Hardy nodded. “I’ll write it down when I get home. But there’s one other name we’ve left out here that I thought you’d enjoy.”
“Who’s that?”
“Canetta.”
Hardy succeeded in surprising Freeman so rarely that when he did so, as now, he derived a disproportionate pleasure from it. Now the old man’s eyes narrowed with interest. “So how are you playing him?”
“I’m thinking he might tell me a lie. I’m thinking he’s too involved too soon.”
A satisfied nod. “You know, just when I think you’re getting soft . . .”
“It’s a long shot,” Hardy admitted. “But he walked a beat near her place, he provided security at some functions for both Pierce and Bree, he let her off on a DUI . . .”
Freeman’s bushy eyebrows shot up. “That’s real.”
“Real enough. They also had several curbside conversations. ”
“Several?” A beat. “All of them curbside?”
“That’s what he says. But he wants me to believe he was truly infatuated with her. And maybe he was. I don’t know.”
“And so you put him to work to find her killer.”
“Or to lead me away from looking at him.”
Freeman leaned back, pulled the cigar from his mouth, looked it over critically, and popped it back in. “Sweet,” he said. “You need me here, you know I’m in.”
Hardy nodded. “I appreciate it, David. But let’s remember that whoever this is, the guy’s serious.”
A dismissive wave. “Serious, schmerious. I’ve told you a thousand times, I’m bulletproof.”
“I’ve told you a thousand times, I hate when you say that.”
Freeman grunted. “Doesn’t mean it isn’t true.”
20
She was out again.
Jim Pierce couldn’t face another society event, this one with adults wearing masks and other madness he didn’t even want to consider. Halloween. He’d begged off, as he had nine times out of ten for the past half-dozen years, fed up to the teeth with these cock-and-tail parties whose function was to make sure that his friends knew he was their friend, and they would tell by the size of the check.

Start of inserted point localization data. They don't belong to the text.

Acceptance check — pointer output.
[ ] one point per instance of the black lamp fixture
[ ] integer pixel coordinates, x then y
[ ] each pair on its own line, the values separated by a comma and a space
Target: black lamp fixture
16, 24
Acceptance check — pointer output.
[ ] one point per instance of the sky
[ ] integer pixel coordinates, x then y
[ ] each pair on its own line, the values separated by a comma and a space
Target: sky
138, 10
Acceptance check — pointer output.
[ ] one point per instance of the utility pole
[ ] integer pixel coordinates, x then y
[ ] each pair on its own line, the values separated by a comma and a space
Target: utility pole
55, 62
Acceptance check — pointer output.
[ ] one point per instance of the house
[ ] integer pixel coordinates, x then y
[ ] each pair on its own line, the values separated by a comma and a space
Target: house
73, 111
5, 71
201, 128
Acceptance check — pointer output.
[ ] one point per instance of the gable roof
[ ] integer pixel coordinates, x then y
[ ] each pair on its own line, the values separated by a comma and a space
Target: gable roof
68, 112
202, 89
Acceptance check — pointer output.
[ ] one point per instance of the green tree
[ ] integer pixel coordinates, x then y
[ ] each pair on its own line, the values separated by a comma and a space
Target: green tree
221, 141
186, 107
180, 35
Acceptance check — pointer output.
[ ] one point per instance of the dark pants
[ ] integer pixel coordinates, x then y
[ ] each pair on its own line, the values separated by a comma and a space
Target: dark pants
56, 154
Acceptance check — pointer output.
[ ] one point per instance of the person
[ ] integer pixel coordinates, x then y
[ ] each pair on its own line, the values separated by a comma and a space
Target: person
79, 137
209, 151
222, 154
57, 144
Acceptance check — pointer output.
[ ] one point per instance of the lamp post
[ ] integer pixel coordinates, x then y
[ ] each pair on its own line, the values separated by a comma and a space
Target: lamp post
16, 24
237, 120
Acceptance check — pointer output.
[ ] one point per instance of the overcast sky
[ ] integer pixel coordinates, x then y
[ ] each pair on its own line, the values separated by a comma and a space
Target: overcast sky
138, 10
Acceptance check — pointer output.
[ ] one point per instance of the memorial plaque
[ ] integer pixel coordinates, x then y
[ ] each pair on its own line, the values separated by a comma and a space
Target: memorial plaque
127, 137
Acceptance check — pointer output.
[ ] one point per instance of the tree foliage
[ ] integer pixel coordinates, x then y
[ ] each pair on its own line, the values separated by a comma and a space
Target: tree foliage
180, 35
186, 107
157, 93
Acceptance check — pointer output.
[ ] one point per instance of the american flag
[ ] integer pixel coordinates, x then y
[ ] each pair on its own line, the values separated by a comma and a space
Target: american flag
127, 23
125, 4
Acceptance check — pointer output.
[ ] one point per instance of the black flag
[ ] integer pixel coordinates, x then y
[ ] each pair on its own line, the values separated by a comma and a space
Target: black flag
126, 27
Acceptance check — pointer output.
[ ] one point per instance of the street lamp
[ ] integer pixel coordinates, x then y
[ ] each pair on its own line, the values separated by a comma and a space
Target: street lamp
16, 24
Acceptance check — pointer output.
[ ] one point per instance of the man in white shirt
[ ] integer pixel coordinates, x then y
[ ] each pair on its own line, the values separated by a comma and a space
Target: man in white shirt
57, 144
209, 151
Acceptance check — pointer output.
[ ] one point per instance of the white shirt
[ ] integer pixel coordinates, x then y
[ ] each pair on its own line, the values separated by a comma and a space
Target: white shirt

Friends? He was too rich. He trusted no one. He hadn’t a friend in the world.
The last one of these parties he’d attended—it had been a year before—had pretty much sealed his decision that he wouldn’t be part of that scene anymore. This one, even for San Francisco, had been revolting.
The financial and political elite of the city were in a big, open warehouse in the South of Market area. There was often some artsyfartsy performance supposedly related to the fund-raising entity at these affairs, and that night after everyone had had a few, the main event began.
A naked couple appeared suddenly on a backlit stage. Awful, drum-pounding noise made conversation impossible. The woman began carving some kind of devil worship symbols
into the man’s back
.
Pierce had been twenty feet away, trying to talk to the district attorney and the mayor before the drums took over. What they were witnessing wasn’t being done with mirrors. The blood flowed. And that was a mere preamble.